Your portfolio looks spiffy. There isn’t a word out of place, and your punctuation is just right. Your bid proposal looks great too, and the grammar is perfect. You’ve got everything set up to impress, wow, and show off what you can do. A project you’re interested in gets posted, and you slap your bid up, full of confidence.
Then you get an email from the buyer. Things are looking good, you got noticed, and the buyer is interested. You whip off a reply, thinking you may have just landed the contract.
Was your email just as perfect as the rest of your work? Probably not. You probably wrote fast – fast replies are important – and you didn’t pay attention to small details. Emails don’t count, after all… or do they?
If I was a buyer thinking of hiring a writer, I would look at every aspect of that person’s work, including emails. If I receive an email littered with spelling mistakes, missing capitalization, full of netspeak, and with poor punctuation, my first thought is that the person isn’t up to the job. They can’t write. Not only that, they aren’t professional.
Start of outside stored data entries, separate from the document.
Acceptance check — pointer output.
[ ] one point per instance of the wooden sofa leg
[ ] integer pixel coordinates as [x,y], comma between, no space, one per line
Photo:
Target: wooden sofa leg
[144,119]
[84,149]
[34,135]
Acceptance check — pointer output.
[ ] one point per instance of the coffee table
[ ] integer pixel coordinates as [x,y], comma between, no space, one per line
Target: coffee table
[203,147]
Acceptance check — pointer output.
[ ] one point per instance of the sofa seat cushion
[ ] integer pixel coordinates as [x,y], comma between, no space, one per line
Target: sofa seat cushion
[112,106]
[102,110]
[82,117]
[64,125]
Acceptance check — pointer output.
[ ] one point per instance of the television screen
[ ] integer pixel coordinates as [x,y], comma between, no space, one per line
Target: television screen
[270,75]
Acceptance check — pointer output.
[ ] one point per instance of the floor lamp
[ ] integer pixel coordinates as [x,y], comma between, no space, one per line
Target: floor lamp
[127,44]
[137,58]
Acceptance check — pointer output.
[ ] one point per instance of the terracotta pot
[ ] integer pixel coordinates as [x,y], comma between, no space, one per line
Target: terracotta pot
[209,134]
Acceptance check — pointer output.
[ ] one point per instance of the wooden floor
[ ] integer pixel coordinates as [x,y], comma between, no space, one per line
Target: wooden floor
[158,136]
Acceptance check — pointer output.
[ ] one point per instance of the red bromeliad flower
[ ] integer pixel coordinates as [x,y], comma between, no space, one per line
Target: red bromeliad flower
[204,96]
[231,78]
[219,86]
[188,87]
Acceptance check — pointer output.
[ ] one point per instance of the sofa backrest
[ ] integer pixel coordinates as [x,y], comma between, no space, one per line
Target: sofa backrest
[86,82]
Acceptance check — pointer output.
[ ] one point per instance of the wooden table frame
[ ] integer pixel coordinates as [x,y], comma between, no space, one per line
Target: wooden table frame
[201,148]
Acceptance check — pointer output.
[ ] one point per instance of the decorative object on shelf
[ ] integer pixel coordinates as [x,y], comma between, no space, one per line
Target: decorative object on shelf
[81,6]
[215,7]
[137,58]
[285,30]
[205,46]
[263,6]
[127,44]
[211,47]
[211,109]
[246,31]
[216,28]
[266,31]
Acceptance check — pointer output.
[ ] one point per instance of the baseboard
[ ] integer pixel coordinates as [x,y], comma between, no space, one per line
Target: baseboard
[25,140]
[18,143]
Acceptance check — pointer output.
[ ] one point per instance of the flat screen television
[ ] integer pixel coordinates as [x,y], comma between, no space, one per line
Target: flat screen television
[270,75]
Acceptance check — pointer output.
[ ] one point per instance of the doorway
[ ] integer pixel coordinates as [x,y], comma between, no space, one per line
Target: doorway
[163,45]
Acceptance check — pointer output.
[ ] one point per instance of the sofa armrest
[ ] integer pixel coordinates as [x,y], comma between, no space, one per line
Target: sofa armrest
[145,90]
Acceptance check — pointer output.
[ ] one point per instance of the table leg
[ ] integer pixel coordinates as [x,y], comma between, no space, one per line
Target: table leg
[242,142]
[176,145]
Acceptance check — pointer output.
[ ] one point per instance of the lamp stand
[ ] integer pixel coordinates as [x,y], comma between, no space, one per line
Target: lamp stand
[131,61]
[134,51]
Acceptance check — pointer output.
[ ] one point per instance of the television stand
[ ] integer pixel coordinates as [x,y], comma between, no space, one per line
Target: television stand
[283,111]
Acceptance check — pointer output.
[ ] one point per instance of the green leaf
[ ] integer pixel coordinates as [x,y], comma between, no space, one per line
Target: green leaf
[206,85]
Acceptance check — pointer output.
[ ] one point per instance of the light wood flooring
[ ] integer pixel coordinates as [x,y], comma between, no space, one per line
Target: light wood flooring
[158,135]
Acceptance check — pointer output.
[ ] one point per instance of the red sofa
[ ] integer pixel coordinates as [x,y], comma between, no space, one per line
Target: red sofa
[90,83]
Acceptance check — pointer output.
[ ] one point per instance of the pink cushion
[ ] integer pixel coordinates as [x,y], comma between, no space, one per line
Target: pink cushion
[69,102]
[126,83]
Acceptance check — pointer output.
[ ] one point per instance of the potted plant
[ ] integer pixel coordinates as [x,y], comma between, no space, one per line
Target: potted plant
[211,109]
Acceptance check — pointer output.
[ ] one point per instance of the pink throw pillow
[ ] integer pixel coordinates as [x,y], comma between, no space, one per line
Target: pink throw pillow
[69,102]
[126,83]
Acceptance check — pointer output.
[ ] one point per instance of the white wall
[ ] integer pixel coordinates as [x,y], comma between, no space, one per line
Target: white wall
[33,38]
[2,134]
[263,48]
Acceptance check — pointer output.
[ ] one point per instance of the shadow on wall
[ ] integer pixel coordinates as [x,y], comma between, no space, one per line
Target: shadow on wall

Since when do emails come in second for quality? Never, as far as I’m concerned. I check my spelling, and I make sure my sentences make sense before I hit send. I read my email to be sure it flows well and gets my message across properly. I use proper paragraphing to separate my thoughts. Pro writers pay attention to everything they write.
First impressions matter. So do second, third, fourth, and fifth ones. Maintaining an image of quality and professionalism with a client counts, even if you work together for years. Let down your guard, get sloppy, take the person’s business for granted, and when someone else comes along – someone fresh, new, and looking to make an impression – you may find yourself out of a job.